The present invention relates to a modified rubber, which serves as a functional polymeric material that is useful for films for food packaging, the inner liners of tires, and the like; and to a manufacturing method for the same.

BACKGROUND ART

In current industries, a variety of functional organic materials, which are produced using raw materials that stem from fossil fuels such as petroleum, have been used. For example, ethylene-vinyl alcohol copolymer, one of the functional polymeric materials, has been employed in such an application as food packaging, such as bottles for mayonnaise, while making use of its remarkably low gas permeability. This ethylene-vinyl alcohol copolymer is produced in the following manner: ethylene and vinyl acetate, which stem from fossil fuels, are copolymerized radically; and the resulting ester parts are thereafter hydrolyzed to introduce hydroxyl groups.

In films for food packaging, the non-permeability to oxygen is an important property. When grasping the oxygen permeability coefficient of ethylene-vinyl alcohol copolymer from the viewpoint of polar group, it has been understood that the more hydroxyl groups one has the smaller oxygen permeation degree it exhibits.
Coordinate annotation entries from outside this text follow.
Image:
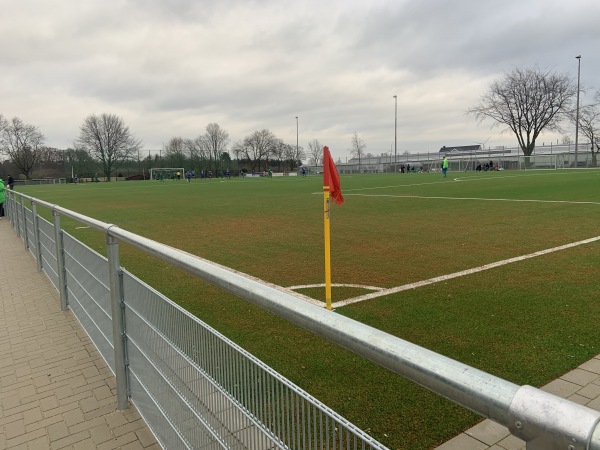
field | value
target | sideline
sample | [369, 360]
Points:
[473, 198]
[383, 292]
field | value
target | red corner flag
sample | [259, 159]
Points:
[331, 179]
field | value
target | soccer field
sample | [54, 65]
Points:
[497, 270]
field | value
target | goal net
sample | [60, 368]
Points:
[166, 173]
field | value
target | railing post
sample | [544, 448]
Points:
[11, 208]
[16, 214]
[36, 236]
[60, 261]
[24, 216]
[118, 320]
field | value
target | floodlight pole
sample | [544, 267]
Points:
[395, 132]
[577, 113]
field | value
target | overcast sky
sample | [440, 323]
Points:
[170, 67]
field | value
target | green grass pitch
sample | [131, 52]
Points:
[528, 321]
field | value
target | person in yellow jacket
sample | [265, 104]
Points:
[445, 165]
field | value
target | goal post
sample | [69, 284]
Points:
[168, 173]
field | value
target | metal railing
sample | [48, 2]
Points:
[194, 387]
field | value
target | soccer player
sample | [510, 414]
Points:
[445, 165]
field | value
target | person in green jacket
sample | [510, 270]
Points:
[1, 198]
[445, 165]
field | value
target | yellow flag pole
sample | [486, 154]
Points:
[326, 206]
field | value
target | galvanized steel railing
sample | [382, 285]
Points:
[180, 376]
[194, 387]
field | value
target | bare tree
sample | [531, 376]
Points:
[23, 144]
[214, 143]
[175, 152]
[256, 147]
[108, 140]
[527, 101]
[315, 152]
[358, 148]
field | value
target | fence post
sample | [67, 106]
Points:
[118, 320]
[60, 261]
[36, 236]
[16, 214]
[25, 237]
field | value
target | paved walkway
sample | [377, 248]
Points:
[56, 392]
[581, 385]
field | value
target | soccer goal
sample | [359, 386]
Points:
[166, 173]
[539, 162]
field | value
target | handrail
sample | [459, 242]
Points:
[543, 420]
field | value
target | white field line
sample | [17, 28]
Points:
[462, 273]
[359, 286]
[473, 198]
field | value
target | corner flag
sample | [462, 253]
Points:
[331, 179]
[331, 190]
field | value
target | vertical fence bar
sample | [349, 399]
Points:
[36, 236]
[16, 214]
[24, 216]
[118, 320]
[60, 261]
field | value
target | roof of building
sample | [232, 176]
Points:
[460, 148]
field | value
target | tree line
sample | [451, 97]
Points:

On the other hand, when hydroxyl groups become too much like 50% or more, the gas non-permeability has lowered under high humidity, or its applications have limited because of being crystalline.

Moreover, in recent years, a premium has been put on the problem about the depletion of fossil fuels; in addition to being forced to employ the raw materials that stem from fossil fuels, carrying out the deacetylation by means of hydrolyzing the ester parts is disadvantageous from the viewpoint of atom economy. Therefore, in these years, it has been desired to use environment-conscious organic materials that stem from natural resources.
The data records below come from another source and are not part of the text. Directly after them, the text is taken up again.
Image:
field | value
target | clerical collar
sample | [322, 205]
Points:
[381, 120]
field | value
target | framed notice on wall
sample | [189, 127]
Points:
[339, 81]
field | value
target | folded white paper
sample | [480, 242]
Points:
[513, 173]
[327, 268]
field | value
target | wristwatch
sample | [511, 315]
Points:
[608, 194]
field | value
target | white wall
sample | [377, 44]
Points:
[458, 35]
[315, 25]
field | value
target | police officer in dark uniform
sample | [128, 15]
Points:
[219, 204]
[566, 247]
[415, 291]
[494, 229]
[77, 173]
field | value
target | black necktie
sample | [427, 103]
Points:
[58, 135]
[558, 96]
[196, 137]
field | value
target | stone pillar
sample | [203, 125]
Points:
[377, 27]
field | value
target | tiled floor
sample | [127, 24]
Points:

Hence, the inventors of the present application focused their attention on natural rubbers, one of natural polymeric materials, as substitutes for the ethylene-vinyl alcohol copolymer, and the like.

As a technique for modifying/degenerating natural rubber, a method in which a natural rubber is subjected to a deproteinization treatment and is then epoxidized furthermore is set forth in Japanese Patent No. 3,294,903. A modified natural rubber being obtained by means of this method does not cause allergy because it does not have any protein, and is good in terms of properties, such as oil resistance and anti-gas permeableness, while keeping maintaining strength. Therefore, it is possible to employ it suitably for applications, such as hoses and the inner liners of tires.
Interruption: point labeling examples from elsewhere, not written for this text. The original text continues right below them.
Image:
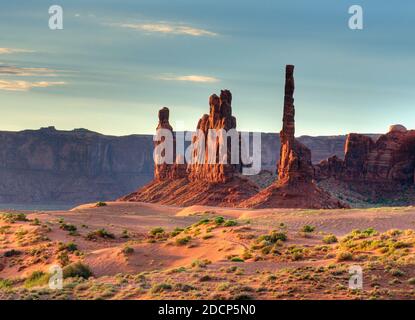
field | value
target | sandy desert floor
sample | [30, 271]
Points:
[146, 251]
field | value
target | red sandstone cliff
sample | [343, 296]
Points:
[390, 161]
[202, 183]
Moreover, a rubber composition is described in Japanese Unexamined Patent Publication (KOKAI) Gazette No. 57-125,230, rubber composition which is completed by compounding a liquid rubber, which has a hydroxyl group at one of the opposite ends of the molecular and has epoxy groups inside the molecule, with a solid rubber; and not losing the inherent elasticity of the solid rubber, and having good forming workability are set forth therein.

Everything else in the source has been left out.